The way of love is never an easy way. If our hearts be set on walking in that way we must be prepared to suffer. "It was the way the Master went; should not the servant tread it still?" It is possible that we may be enclosed in circumstances which drain natural love, till we feel as dry as grass on an Indian hillside under a burning sun.
We have toiled for someone dear to us, but never knew it as toil. We have poured out stores of health never to be recovered, but did not know it, nor would we have cared if we had known it, so dearly did we love. And all our hope was that the one so cherished would become a minister to others. But it was not so.
And then unwillingly we became aware of a strange unresponsiveness in the one for whom nothing had seemed too much to do, of a coldness that chilled, a hardness that pushed away as with hard hands the heart that had almost broken to save that life from destruction.
Then (but only those who have gone through such a bereft hour will understand) a fear worse than any pain has us in its grip: is the love of the years slipping from us? "Father, forgive them, for they know not what they do"--is that fading from our memory? "Love never faileth"--is love failing now? Shall we find ourselves meeting lovelessness with lovelessness?

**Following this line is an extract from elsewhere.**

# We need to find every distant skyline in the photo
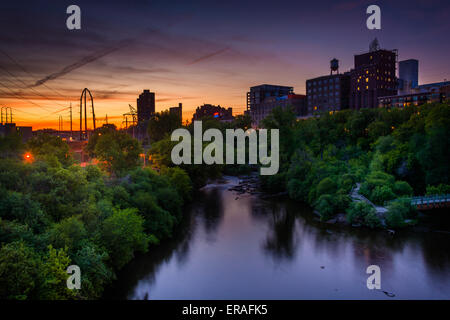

In such an hour a poem, now many years old, that expressed a desperate prayer, burned into words:
Deep unto deep,O Lord,
Crieth in me,
Gathering strength I come,
Lord, unto Thee.
Jesus of Calvary,
Smitten for me,
Ask what Thou wilt, but give
Love to me.
Yes, ask what Thou wilt--any hopes, any joys of human affection. Any rewards of love--but let not love depart. Nothing ordinary is equal to this new call; nothing in me suffices for this. O Lord of Love and Lord of Pain, abound in me in love: love through me, Love of God.